# A few pics of my w/c astronotus ocellatus "Rio marajo"



## jamntoast3 (May 15, 2015)

This first pic was in a different tank when it was on its own in quarantine, this pic shows a bit of the orange highlights in the fins
These pics are more recent. It's about 4.5-5" right now. My favorite part about this fish has to be the jaguar spots in the orange along its Gill plate


----------



## illy-d (Nov 6, 2005)

Beauty! Love how the eyes spot near the tail looks so much more like an "eye" on the wild caught specimen. You can really see how that could fool a potential predator, or entice a potential mate.


----------



## Gage365 (Mar 6, 2013)

Gorgeous Oscars, assuming these guys came from Spencer?


----------



## jamntoast3 (May 15, 2015)

Gage365 said:


> Gorgeous Oscars, assuming these guys came from Spencer?


yup, are you in wpg too? I get pretty much all of my fish from there these days. the stock is pretty good, its nice that I can wander down to see how they look myself and I can't bring myself to shell out the extra dough for shipping.


----------



## skurj (Oct 30, 2011)

Awesome fish...

I see Spencer still has lots... sad I am not closer.. well ok its Winnipeg!! maybe i'm not sad.. i'll pay shipping!


----------



## jamntoast3 (May 15, 2015)

skurj said:


> Awesome fish...
> 
> I see Spencer still has lots... sad I am not closer.. well ok its Winnipeg!! maybe i'm not sad.. i'll pay shipping!


Lol. Winnipeg's not that bad... In the summer... Honestly his shipping prices are pretty okay, and if you went in with a couple other folks you would even notice. If I was somewhere else in Canada I would pay for shipping, its the cross border costs that makes me wince sometimes.


----------



## Gage365 (Mar 6, 2013)

Yeah also in Winnipeg, been dealing with Spencer for years. It's amazing how poor stocks are everywhere other the Spencers place are... Hard to find much of anything anywhere else around here, be it fish gallery, nestors, bird shop, where ever. Sad how slow the hobby seems to have become in Winnipeg.

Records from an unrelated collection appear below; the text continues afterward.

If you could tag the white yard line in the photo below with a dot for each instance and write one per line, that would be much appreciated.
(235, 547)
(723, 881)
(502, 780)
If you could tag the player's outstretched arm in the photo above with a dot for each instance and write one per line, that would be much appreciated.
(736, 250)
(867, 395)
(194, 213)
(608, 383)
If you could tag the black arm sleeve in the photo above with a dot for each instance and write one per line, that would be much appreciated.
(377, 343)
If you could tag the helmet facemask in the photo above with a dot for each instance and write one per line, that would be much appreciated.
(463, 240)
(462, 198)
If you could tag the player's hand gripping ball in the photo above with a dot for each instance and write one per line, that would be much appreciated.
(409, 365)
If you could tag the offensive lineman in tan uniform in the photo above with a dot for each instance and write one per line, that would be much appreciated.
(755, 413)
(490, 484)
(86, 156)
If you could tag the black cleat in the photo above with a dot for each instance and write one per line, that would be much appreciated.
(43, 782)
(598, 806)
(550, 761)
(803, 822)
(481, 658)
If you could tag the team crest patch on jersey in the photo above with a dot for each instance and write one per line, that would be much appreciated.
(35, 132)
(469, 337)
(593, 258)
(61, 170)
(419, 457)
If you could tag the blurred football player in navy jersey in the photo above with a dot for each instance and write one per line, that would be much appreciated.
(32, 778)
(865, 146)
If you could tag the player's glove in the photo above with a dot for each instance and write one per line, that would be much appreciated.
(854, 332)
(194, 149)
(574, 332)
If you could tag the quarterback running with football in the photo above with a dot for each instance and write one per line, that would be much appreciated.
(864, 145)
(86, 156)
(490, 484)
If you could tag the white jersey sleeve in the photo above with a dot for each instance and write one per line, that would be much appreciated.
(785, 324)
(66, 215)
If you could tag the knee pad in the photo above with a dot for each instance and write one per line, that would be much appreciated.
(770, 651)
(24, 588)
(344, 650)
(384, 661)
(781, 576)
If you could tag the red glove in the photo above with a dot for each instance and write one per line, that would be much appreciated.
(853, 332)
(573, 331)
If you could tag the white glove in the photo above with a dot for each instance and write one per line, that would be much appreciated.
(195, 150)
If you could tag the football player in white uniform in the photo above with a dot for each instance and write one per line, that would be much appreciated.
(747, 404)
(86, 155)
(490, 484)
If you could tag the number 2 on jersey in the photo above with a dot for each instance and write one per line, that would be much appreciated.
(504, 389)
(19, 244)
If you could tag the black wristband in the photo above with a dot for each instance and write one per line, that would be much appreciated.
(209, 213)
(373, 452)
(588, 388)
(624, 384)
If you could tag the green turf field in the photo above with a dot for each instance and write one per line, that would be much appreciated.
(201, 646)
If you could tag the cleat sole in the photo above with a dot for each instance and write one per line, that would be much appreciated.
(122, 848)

That said, even these forums are very slow compared to what I remember.

Depending how long you have been in the hobby you may remember me from Fintastics when it was still around.


----------



## jamntoast3 (May 15, 2015)

Gage365 said:


> Yeah also in Winnipeg, been dealing with Spencer for years. It's amazing how poor stocks are everywhere other the Spencers place are... Hard to find much of anything anywhere else around here, be it fish gallery, nestors, bird shop, where ever. Sad how slow the hobby seems to have become in Winnipeg. That said, even these forums are very slow compared to what I remember.
> 
> Depending how long you have been in the hobby you may remember me from Fintastics when it was still around.


dont remember Fintastics, i've only been in the hobby for a bout 5 years. yea those places are ok, sometimes they surprise me with something nice but i am almost always pleased with the pick-ups i've gotten from spencers. i used to cruise all the shops to look at what they have, now i just wait for the newest stock list. the other places just have too much of the common stuff. i guess it pays the bills but not really what i'm into. i think the sw stock outshines the fw in those shops too


----------



## Gage365 (Mar 6, 2013)

ah okay, fintastics was where the nestors on portage is, nestor bought the building from them.

Lists are the easiest way, haven`t been too impressed with any of the stores stock lists for a very long time. Oh well, hopfully the hobby will pick up again.


----------



## Iggy Newcastle (May 15, 2012)

That's a beauty Jam!


----------



## jamntoast3 (May 15, 2015)

Iggy Newcastle said:


> That's a beauty Jam!


 thanks, its growing quick too.


----------